Dal diario del tempo


Ho ricevuto un’altra lettera, era strana,
una di quelle che non ti aspetti
anche se viene dal fronte ormai infuocato
di quell’Amore che sembra assopito.
La busta era chiusa e non era nemmeno bianca
Cercai di aprirla, si attaccava alle dita
che già tremavano perché sapevo
o immaginavo quel che conteneva
Strappai la busta, allargai il foglio, sciupato
forse da lacrime non ancora prosciugate.
Respirai profondo leggendone il contenuto
che diceva:

Sono fermo, immobile, sono seduto su una pietra fatta a pezzi da un cecchino
che dopo è fuggito, là, dietro il nostro fronte che ormai puzza di anime incenerite.
Ed io sono rimasto solo, con questa matita quasi spuntata
e sto cercando di scrivere leggero per consumarla di meno.
Mi hanno attraversato decine di corpi, feriti in tutte le parti,
chi senza gambe, chi senza braccia, chi senza niente in testa,
solo una flebile vista per scappare ancora verso il proprio Infinito, mai incontrato.
Son riuscito a salvare il mio cuore dietro un muro di odio, fatto di cemento,
crollato subito dopo la mia fuga verso un non so dove, in un momento.
Ora sono qui a scriverti questa mia con la quale chiedo aiuto a tutto il Mondo
perché, sì, io mi sono salvato, ma tutt’intorno a me s’è scatenato, lontano,
un cataclisma di uomini scarlatti che si fanno la guerra
con pugnali, con lance acuminate e luccicanti
e a me sembra davvero che siano diventati tutti matti.
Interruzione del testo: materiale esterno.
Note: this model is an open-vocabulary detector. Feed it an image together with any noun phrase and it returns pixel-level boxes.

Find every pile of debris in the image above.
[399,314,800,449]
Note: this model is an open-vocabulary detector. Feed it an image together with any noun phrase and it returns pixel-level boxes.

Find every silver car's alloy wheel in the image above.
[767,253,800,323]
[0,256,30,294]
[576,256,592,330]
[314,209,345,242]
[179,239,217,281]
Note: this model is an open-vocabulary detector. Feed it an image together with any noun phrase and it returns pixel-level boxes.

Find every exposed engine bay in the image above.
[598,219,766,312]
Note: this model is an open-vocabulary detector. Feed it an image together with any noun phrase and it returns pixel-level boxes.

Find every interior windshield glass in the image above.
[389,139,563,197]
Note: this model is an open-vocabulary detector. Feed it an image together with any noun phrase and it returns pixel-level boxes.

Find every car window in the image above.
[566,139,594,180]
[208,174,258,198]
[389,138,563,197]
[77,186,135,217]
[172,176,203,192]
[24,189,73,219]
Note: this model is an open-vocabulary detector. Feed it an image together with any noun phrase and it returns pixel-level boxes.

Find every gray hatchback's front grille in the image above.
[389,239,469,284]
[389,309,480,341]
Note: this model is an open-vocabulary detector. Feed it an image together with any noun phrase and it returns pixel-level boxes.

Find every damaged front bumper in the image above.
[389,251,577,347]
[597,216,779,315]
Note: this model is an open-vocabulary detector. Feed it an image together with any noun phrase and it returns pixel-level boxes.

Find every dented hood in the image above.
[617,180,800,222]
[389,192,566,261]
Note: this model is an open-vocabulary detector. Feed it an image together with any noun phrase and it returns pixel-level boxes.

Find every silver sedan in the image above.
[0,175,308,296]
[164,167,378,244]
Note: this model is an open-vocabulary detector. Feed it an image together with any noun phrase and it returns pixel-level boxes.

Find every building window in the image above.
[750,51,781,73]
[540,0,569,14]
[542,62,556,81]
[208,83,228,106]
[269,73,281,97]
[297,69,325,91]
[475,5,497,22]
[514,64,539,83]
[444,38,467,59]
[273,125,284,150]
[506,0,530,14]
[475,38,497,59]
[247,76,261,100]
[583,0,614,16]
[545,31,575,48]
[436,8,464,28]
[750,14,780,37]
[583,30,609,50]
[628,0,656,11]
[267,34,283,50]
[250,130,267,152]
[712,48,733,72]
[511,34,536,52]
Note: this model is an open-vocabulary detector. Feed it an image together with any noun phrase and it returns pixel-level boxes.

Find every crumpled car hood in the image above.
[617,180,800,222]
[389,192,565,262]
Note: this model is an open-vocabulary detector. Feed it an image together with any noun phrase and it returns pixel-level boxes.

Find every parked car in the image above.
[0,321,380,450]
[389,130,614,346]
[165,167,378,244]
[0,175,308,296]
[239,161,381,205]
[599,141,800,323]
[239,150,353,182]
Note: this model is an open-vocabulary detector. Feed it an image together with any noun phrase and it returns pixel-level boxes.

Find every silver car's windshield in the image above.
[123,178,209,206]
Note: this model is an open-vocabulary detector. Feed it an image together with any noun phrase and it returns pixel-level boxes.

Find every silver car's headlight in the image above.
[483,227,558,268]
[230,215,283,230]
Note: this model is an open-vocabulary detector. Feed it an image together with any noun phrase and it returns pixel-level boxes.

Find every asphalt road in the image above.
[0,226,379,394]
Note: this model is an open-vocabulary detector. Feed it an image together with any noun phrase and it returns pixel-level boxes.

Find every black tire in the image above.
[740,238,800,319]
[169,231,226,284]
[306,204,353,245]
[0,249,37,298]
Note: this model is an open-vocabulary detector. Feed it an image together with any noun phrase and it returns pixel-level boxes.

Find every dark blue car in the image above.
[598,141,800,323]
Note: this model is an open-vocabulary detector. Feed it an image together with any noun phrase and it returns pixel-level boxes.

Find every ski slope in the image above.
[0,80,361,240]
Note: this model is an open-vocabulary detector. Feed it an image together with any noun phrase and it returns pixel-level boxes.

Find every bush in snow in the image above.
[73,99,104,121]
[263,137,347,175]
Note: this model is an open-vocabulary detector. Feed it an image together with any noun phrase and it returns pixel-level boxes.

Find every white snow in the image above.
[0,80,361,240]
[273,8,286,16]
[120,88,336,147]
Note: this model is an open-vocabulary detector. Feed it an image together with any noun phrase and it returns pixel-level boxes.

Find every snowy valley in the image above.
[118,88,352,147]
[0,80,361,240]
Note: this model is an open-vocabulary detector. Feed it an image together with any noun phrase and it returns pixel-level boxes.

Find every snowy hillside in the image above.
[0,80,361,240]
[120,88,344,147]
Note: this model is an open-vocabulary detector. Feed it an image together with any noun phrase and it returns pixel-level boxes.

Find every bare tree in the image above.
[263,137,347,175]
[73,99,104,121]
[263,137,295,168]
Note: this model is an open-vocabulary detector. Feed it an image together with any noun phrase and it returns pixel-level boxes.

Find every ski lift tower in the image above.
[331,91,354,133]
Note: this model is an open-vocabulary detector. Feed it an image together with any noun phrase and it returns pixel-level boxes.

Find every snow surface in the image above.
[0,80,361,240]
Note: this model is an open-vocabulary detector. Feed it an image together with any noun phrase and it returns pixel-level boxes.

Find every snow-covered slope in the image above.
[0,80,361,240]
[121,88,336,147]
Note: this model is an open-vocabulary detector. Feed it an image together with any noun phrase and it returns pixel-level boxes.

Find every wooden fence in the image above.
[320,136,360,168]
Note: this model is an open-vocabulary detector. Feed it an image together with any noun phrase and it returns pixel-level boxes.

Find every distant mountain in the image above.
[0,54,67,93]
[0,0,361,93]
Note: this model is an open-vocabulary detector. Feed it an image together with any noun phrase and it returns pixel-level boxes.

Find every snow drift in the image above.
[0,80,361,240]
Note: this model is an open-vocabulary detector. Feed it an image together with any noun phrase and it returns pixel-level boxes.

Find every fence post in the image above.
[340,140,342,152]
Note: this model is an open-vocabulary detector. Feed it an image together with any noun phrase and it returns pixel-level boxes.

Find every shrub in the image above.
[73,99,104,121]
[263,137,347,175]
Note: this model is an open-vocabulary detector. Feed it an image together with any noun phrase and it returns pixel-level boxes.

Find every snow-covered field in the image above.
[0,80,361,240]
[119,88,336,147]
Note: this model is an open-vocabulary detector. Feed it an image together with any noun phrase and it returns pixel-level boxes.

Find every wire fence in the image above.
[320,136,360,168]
A fatica mi metto in piedi, sono ancora solo e una nuvola mi si avvicina.
M’appare scura e m’allunga una sua mano dalla quale fa grondare
tanta di quell’acqua piovana da ripulire tutto, anche il pastrano
che mi riparava dal freddo intenso di questa mattina.
Uno spicchio di sole, ma è già mezzogiorno, m’accarezza il corpo,
privato da ogni sentimento che provo a ricostruire, ma non ci riesco
ed ho paura di non fare in tempo a finire questa missiva
che può viaggiare solo con la luce, al buio no, ché spiriti maligni
se la porterebbero via ed io non posso nemmeno protestare.
Sono sempre in aride pianure di quell’Indifferenza
che uccide e umilia ogni presenza umana.
Ah! ci fosse vicino il mare a cui affidare la solita bottiglia
con dentro questo messaggio!
Invece no, niente di tutto quello che vorrei che fosse,
avvinghiato al  Nulla, sopra questa altura
dove ammiro l’Universo che mi circonda, anch’esso solo,
pieno di menzogne, di utopie vecchie e nuove,
tramandate di vita in vita, senza speranza alcuna
di raggiungere attimi di pace, non dico di allegria,
sopra e sotto questa terra sempre scossa dall’infelicità degli uomini,
alla ricerca della loro essenza ormai chiusa in casseforti
di cui si son perse anche le chiavi.
Mi è rimasto un po’ di coraggio in mezzo a tutta questa confusione.
Non ricordo e non ho la data, l’ora e il giorno che mi sta tenendo compagnia,
ma sono sveglio e l’azzurro del cielo mi ricopre della sua coltre che mi da
caldo e freddo, in questa solitudine, dipende dal mio pensiero.
“Surge et ambula” odo strana e lontana questa voce che non è la tua
E’ quella del Signore che diceva al suo Lazzaro di continuare
a calpestare terra e fango, anche nel dolore, senza memoria,
come in un salmo dedicato all’eterna gloria.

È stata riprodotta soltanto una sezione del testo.